Very early soon after my decision, I became aware that the matter of personal conviction was not a simple thing. One day after school, when we were both in the first grade, I casually remarked to my friend Amy that there was no Santa Claus and no God. Amy told her parents in distress, and they called my parents in outrage. Somehow my genius of a mother smoothed things over so that Amy was still allowed to play with me, but it was apparently a close call. My mother had a talk with me about respecting the beliefs of others, and it made a deep impression.

The next time we played together, Amy told me that while I had a point about Santa, I was mistaken about God. I don't remember exactly what I said, but it was on the order of, "I'm sure you're right. Let's go play in the tree fort."

At the Massachusetts school I went to, we didn't say the pledge, but when we moved to California, it was a daily ritual. When we recited the pledge, I didn't say "under God," because I didn't believe it. I was a conscientious child, and I didn't want to lie. But I was afraid that people wouldn't like it if I didn't say it, or would tease me if they noticed that I didn't say it, so I moved my lips during that phrase, but did not speak it. This was not my parents' idea. I don't think I told them about it, and in any case they were always urging me not to be so timid about things.

I have been told that my fear was not a rational one, and that other kids in other places either conspicuously did not say "under God," or substituted all kinds of hilarious phrases, and that nothing bad happened to them. No one forced me to cower before a hypothetical threat.

But it so happens that between first and second grades I entered what it would be tactful to call an awkward phase, and I think I was correct that in my status as a spindly bespectacled dwarf who talked funny, any new deviation from the norm could have directed additional teasing my way. Moving from one school to another didn't help. I was teased for the way I looked, the way I dressed, the way my parents looked, the fact that we ate dinner late, even -- this was in a California suburb -- for having dark hair. What I already underwent was bad enough without being exposed as a person whose morality was so questionable that other children might need to be sequestered from my company.

If my fears were indeed unreasonable at the time, perhaps they are becoming less so. Perhaps the danger of being exposed as a pledge heathen has been heightened. In the main part of their decision, the appeals court judges wrote that the insertion of the words "under God" sends the message that atheists are outsiders. And Sandra Banning's desire that everyone know that her child is not an atheist after all would seem to confirm that.

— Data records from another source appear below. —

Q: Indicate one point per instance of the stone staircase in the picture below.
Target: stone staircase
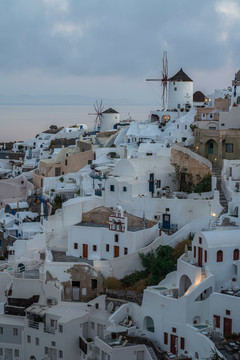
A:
(217, 173)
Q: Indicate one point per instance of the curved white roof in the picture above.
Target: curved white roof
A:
(139, 167)
(222, 238)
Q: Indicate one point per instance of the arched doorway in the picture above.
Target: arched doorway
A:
(211, 150)
(148, 324)
(184, 284)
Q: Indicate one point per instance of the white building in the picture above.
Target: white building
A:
(101, 242)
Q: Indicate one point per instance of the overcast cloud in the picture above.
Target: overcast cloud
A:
(108, 47)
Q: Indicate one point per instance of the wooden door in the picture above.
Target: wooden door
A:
(116, 251)
(85, 250)
(227, 326)
(200, 256)
(174, 339)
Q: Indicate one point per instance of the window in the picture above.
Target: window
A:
(210, 147)
(111, 187)
(236, 254)
(205, 255)
(229, 147)
(219, 256)
(182, 343)
(216, 320)
(16, 353)
(52, 323)
(94, 284)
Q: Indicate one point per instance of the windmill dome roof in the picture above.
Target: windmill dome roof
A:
(110, 111)
(180, 76)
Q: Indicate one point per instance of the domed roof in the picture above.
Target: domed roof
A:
(110, 111)
(180, 76)
(198, 96)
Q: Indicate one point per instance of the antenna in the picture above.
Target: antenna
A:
(98, 107)
(164, 80)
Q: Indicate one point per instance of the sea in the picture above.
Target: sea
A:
(22, 122)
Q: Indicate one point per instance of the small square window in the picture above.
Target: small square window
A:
(16, 353)
(94, 284)
(111, 187)
(52, 323)
(229, 148)
(60, 328)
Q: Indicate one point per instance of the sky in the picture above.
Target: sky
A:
(108, 48)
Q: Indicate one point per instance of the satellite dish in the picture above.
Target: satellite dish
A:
(110, 306)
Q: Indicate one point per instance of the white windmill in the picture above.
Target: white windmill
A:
(98, 107)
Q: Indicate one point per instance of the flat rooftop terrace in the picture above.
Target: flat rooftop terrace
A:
(92, 224)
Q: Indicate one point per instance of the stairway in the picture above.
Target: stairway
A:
(217, 173)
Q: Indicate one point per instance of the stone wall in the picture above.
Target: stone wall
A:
(100, 216)
(189, 162)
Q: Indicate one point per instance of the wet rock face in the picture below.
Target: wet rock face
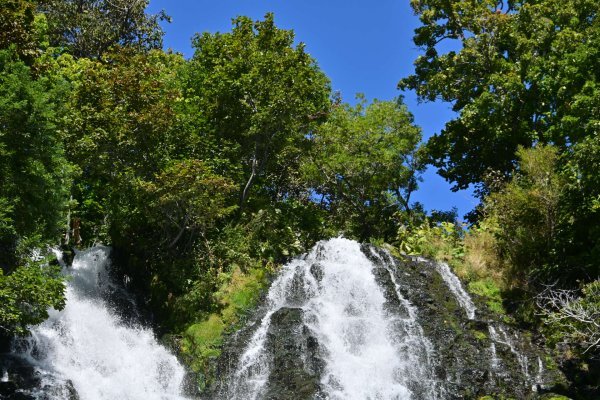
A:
(296, 366)
(465, 358)
(473, 357)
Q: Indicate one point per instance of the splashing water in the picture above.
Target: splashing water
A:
(368, 353)
(87, 348)
(455, 287)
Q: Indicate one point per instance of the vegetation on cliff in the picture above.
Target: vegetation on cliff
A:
(204, 174)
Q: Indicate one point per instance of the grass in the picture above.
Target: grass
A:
(201, 343)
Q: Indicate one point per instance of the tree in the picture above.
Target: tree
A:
(89, 28)
(34, 183)
(16, 22)
(120, 126)
(26, 295)
(187, 197)
(529, 212)
(526, 73)
(34, 173)
(260, 98)
(365, 165)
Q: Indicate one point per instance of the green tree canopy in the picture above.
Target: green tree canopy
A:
(89, 28)
(527, 72)
(260, 97)
(34, 173)
(365, 165)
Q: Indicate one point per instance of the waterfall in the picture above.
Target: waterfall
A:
(456, 288)
(88, 352)
(370, 347)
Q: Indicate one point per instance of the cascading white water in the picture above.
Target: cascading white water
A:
(455, 287)
(368, 353)
(87, 346)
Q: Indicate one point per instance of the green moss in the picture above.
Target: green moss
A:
(237, 296)
(488, 289)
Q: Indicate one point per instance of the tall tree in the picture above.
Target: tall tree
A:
(365, 165)
(526, 72)
(260, 96)
(34, 174)
(89, 28)
(16, 21)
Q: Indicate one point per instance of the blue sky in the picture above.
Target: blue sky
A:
(362, 46)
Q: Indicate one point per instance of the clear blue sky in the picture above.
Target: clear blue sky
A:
(362, 46)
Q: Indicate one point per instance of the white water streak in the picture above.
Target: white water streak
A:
(456, 288)
(87, 344)
(344, 309)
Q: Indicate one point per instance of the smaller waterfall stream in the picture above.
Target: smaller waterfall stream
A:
(368, 352)
(87, 352)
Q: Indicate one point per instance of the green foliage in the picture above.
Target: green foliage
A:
(237, 295)
(16, 26)
(522, 75)
(89, 28)
(34, 174)
(489, 290)
(260, 98)
(186, 197)
(573, 318)
(438, 241)
(27, 293)
(528, 216)
(364, 166)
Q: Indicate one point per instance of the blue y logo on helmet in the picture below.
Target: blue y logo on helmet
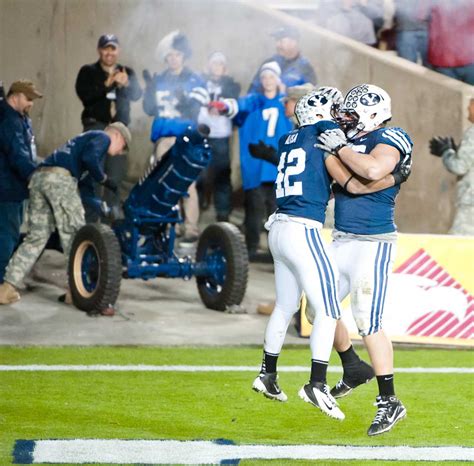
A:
(370, 99)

I'd like to ask Banning: If it is so terrible for her daughter to be reputed to be an atheist, and if she must protect her child against that charge, what protection would she like to see for children who really are?

Atheist children aren't the only ones who may confront this issue. When the pledge decision came down, the San Francisco Chronicle interviewed the Rev. Masao Kodani of the Sensai Buddhist Temple, who said that Buddhists don't believe in God, and that he tells children in the temple's dharma classes that they should say the pledge in school but be silent for the "under God" part. Brave children, if they do.

One of my children is a practicing Jew who nevertheless doesn't believe that those words belong in the pledge. The other one, also an atheist, but not as fearful a child as I was, has never been bothered by the religious phrase in the pledge, but asks "What good is it?"

Indeed, what is the point? What do those two words accomplish? They certainly didn't convert me, but they taught me an inimical lesson about pretending to go along.

When I heard about the court's decision, I felt more worried than vindicated. I believe the decision is correct and I believe it will be overturned. I also think that because a majority of Americans believe those words should stay in the pledge, a rationale will be found. In the meantime, there will be a lot of hand-waving and posturing about God and country and about how you can't have the latter without the former, and a lot of people will say things that indicate just how incomprehensible, alien, amoral and untrustworthy they think people like me are.

I fear that some reasoning will be found to reaffirm the edict that all children in our public schools must daily link God and country aloud -- and a lot more people will be watching children's lips.